The ilvA/relE^RBS3 entanglement alters the allowable landscape of mutations and maintains the function of both genes. (A) Schematic of the types of mutations present in colonies isolated from each lineage of the long-term evolutionary stability assay grown either with or without isoleucine. A single colony was isolated from each lineage under permissive conditions after the final passage. Mutations were identified by sequencing the entire vector and the P_cymR-relB chromosomal region.
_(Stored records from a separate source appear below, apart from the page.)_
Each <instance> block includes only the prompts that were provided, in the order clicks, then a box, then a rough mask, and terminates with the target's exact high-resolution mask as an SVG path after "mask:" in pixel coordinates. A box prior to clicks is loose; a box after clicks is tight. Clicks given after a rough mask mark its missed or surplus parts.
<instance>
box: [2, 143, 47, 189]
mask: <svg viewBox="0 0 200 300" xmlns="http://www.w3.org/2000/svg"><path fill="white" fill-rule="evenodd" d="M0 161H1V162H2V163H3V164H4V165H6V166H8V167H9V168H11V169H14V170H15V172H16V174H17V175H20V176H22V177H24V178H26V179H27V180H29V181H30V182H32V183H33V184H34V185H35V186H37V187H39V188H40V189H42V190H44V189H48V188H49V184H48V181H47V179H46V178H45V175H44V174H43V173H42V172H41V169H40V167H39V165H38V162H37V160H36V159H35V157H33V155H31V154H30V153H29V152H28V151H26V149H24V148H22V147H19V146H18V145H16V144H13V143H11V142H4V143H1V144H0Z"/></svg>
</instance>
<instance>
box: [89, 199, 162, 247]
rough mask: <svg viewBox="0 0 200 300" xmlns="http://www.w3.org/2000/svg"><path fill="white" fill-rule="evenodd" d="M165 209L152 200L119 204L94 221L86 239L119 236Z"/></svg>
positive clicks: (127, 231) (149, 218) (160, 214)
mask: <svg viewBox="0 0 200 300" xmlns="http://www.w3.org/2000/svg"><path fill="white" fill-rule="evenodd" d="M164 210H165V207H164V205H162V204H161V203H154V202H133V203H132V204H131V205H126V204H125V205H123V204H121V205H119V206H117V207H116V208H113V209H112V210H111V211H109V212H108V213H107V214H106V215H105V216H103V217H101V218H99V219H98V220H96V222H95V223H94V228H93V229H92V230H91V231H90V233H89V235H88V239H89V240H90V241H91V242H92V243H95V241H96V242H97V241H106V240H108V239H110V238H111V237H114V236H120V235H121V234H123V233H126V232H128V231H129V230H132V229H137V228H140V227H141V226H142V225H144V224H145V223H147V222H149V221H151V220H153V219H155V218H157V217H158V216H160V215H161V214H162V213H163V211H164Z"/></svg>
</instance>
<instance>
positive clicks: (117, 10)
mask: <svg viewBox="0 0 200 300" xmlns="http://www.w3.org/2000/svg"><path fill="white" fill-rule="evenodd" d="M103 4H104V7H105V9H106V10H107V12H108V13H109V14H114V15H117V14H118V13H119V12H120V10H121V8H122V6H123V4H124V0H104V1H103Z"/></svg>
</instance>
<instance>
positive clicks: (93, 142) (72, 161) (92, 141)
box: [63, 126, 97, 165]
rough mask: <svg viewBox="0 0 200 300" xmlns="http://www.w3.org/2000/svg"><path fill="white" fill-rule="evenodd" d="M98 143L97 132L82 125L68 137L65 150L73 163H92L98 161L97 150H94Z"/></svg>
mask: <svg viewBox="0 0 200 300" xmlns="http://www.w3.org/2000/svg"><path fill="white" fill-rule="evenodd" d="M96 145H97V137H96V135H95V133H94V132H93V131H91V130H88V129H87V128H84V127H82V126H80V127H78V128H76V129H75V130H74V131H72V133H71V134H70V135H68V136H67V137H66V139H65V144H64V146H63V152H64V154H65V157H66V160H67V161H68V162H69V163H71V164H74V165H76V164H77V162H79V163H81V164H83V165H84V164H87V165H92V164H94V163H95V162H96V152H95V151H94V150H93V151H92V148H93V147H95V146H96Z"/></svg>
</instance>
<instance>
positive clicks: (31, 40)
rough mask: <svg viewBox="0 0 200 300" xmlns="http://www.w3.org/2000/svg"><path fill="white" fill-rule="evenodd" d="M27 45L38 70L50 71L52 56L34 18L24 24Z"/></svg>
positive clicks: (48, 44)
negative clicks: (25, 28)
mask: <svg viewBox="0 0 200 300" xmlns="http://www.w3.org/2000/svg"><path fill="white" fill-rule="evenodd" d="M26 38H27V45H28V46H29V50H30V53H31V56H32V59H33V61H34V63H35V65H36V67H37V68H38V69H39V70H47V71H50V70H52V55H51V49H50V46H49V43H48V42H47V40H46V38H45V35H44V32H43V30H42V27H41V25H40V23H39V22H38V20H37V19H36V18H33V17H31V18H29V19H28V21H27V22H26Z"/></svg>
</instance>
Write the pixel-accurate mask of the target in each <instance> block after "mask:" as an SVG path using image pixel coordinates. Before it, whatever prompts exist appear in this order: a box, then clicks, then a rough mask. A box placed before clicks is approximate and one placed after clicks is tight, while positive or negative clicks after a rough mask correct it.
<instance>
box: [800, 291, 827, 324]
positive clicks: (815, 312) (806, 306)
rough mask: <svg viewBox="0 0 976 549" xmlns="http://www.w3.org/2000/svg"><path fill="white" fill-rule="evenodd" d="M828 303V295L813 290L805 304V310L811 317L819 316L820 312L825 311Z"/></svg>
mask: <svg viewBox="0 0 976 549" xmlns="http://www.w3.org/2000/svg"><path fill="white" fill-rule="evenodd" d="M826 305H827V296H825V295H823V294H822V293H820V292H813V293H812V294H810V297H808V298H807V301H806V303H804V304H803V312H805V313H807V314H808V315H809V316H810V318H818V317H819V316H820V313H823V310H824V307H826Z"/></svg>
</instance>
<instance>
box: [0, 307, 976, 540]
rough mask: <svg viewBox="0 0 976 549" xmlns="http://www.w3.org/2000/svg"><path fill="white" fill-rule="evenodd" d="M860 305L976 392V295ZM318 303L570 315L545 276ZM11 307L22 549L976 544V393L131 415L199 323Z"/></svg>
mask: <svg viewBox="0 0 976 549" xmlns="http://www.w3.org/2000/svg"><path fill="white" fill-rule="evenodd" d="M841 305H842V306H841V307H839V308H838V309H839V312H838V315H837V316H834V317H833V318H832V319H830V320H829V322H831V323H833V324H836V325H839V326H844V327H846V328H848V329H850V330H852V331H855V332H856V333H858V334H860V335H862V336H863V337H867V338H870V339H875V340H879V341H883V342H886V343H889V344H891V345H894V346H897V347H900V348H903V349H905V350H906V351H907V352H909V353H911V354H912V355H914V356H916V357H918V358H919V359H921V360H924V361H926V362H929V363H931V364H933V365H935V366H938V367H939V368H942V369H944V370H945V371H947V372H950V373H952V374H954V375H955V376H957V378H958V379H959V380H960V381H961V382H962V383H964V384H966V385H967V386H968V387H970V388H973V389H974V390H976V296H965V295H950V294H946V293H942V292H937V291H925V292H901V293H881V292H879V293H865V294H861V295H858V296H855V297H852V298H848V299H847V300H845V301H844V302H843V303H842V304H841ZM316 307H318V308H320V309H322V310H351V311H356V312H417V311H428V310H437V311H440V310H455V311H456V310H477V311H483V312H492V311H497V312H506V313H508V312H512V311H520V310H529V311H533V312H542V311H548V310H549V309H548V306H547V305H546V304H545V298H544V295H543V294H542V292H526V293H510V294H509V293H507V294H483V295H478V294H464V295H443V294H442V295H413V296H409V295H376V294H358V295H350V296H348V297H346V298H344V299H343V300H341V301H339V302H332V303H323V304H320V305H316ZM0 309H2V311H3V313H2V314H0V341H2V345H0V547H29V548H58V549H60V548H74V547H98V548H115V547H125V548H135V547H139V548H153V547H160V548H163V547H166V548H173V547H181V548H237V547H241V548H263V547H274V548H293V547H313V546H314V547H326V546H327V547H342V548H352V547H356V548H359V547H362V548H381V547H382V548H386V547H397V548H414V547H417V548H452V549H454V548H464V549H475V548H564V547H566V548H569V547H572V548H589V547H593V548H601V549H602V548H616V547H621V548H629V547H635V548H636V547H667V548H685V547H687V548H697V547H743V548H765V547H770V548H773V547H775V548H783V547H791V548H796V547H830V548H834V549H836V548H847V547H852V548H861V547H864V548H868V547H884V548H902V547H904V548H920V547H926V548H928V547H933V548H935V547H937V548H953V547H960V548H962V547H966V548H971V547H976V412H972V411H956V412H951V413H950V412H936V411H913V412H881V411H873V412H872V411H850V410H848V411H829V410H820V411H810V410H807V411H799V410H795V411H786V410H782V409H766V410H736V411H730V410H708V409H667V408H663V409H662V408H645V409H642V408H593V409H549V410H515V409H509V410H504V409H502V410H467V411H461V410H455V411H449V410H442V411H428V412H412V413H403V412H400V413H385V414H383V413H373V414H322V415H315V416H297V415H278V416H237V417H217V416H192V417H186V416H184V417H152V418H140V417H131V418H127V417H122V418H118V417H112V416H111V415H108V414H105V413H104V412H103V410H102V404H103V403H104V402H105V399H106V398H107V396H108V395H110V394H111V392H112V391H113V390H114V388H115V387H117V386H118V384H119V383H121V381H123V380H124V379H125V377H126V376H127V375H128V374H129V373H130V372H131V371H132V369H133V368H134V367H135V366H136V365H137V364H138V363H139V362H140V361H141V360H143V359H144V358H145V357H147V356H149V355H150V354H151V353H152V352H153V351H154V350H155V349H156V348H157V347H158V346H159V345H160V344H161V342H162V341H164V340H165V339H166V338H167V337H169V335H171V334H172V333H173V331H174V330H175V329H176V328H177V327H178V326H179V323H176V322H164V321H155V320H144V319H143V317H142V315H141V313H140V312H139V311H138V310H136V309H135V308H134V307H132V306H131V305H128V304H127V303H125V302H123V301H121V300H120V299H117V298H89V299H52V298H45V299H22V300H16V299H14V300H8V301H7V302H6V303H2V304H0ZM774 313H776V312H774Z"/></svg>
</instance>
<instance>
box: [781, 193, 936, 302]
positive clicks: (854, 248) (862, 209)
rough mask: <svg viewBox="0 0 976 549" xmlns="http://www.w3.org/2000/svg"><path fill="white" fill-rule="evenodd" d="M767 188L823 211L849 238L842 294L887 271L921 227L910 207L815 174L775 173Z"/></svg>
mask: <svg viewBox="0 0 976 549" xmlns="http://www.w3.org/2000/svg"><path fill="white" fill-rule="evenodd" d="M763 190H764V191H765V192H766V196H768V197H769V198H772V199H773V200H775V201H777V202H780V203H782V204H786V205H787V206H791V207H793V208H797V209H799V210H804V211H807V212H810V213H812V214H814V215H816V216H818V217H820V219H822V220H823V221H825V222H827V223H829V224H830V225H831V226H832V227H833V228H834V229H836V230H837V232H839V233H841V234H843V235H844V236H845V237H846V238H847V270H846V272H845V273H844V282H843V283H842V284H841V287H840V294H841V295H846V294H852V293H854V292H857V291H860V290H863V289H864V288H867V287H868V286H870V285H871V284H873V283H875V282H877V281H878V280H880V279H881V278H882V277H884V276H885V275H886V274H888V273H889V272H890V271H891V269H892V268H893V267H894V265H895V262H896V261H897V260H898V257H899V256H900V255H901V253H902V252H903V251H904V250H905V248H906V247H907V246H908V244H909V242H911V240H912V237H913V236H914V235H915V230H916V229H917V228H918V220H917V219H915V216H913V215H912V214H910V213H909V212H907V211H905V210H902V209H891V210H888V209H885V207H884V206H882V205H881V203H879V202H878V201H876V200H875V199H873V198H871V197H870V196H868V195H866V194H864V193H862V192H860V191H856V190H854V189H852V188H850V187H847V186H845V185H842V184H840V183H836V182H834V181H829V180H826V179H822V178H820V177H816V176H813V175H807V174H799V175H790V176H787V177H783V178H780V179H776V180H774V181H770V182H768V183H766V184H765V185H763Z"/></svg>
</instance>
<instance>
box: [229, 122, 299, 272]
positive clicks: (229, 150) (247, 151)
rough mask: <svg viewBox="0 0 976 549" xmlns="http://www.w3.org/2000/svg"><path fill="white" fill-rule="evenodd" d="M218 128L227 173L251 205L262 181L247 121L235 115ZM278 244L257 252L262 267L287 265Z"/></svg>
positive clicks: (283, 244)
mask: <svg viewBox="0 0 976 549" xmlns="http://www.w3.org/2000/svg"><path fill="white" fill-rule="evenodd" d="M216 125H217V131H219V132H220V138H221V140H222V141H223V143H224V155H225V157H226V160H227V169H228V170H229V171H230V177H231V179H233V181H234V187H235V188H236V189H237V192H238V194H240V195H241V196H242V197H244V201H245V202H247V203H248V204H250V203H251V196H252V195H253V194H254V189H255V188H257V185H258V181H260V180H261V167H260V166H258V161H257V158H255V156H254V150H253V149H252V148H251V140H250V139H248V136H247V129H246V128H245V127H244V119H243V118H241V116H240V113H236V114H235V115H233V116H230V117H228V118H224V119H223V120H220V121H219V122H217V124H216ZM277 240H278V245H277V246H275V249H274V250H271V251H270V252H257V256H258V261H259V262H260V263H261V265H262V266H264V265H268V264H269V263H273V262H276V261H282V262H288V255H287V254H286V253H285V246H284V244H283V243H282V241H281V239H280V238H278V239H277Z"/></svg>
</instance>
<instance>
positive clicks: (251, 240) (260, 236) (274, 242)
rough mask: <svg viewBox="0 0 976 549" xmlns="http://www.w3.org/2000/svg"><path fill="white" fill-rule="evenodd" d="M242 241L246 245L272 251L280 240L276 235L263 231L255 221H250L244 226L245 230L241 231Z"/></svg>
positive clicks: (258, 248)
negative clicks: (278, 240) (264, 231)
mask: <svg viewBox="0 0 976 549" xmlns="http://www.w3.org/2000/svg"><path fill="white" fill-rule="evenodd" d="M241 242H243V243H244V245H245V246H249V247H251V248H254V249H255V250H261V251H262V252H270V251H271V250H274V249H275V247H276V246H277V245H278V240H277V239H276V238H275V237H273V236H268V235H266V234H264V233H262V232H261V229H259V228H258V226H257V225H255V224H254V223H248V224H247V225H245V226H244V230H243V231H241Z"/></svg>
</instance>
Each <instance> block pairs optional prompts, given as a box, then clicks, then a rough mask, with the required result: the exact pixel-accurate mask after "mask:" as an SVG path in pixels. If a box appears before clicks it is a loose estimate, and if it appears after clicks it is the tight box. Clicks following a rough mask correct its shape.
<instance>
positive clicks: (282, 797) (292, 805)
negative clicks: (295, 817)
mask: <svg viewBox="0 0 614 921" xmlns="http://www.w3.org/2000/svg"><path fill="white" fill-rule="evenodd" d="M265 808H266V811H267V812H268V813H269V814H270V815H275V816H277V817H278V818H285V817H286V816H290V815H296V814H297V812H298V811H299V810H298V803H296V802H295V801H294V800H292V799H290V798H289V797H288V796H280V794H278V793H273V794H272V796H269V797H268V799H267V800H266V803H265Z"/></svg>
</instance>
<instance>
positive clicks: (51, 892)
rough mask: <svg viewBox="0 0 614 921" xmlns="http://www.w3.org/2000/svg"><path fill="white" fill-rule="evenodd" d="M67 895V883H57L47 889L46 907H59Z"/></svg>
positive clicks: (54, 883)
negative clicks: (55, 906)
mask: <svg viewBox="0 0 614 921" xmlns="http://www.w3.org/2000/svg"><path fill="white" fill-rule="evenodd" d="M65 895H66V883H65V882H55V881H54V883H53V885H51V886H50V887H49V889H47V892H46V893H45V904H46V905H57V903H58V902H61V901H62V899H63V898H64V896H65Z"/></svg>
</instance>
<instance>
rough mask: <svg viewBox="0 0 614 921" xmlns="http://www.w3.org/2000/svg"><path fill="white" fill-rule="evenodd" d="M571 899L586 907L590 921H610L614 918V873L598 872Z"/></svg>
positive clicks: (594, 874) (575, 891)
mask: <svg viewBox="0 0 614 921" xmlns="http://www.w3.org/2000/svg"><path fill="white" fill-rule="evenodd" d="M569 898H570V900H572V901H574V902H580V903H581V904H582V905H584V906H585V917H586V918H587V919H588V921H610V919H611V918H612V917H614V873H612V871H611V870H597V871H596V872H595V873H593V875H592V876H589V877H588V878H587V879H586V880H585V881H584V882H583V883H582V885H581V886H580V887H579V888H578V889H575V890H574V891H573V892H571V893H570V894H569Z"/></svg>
Sequencing results from each isolate are listed in order of increasing final escape ratio seen in Figure 4A (isolates 1–10). The isolated vectors were transformed into a clean genetic background (ΔilvAΔtdcB P_cymR-relB) and were grown in (B) minimal medium without isoleucine and with addition of rhamnose and cumate to probe ilvA function or in (C) minimal medium with isoleucine and rhamnose and without cumate to test relE toxicity. For comparison with these clean background (CB) strains, the original parent strain (ilvA/relE^RBS3) and a strain in which the regulators rhaR and rhaS are deleted from the vector (ΔrhaR/rhaS) are included. Growth is reported as OD₆₀₀ after 15 h. Data are shown as the mean ± SD of three independent replicates.

Figure 6.

Sequence entanglement allows for circuit optimization through adaptive evolution. (A) Competition assay in which the parent strain ilvA/relE^RBS3 was grown in a 1:1 co-culture with clean background strains harboring vectors isolated from the listed lineages (CB 2–4). Strains were differentially marked with chromosomally integrated antibiotic cassettes, tetracycline and gentamicin. The competitive index was calculated as the CFU ratio of mutant/parent after growth for 48 h divided by the CFU ratio of the mutant/parent in the initial inoculum. (B) Assay of promoter activity for vectors isolated from lineages 1–7 of the long-term evolutionary stability assay. The gfp gene was cloned downstream of the promoter of each vector, replacing ilvA/relE, and strains were grown in minimal medium overnight with rhamnose. RFU is reported relative to OD₆₀₀. (C) Independent lineages of CB 2—a clean genetic background (ΔilvAΔtdcB P_cymR-relB) strain harboring the ilvA/relE^RBS3 vector isolated from the original lineage 2 in Figure 4B—were grown in minimal medium with rhamnose (to induce ilvA/relE^RBS3) and cumate (to induce antitoxin) in the presence (purple) or absence (green) of isoleucine. Every 5 days (∼33 generations) the cultures were diluted 1:1000 in fresh medium and plated for CFU under toxin-permissive and non-permissive conditions, and an escape ratio was calculated. Each condition is represented by 10 independent lineages which started from single colonies grown on permissive medium. Data for (A) and (B) are shown as the mean ± SD of 3–4 independent replicates. Asterisk(s) directly above data denote comparisons with the parent condition. Comparisons were made by one-way ANOVA with Dunnet's (A) or Tukey's (B) post-hoc test. ***P < 0.001, **P < 0.01, *P < 0.05.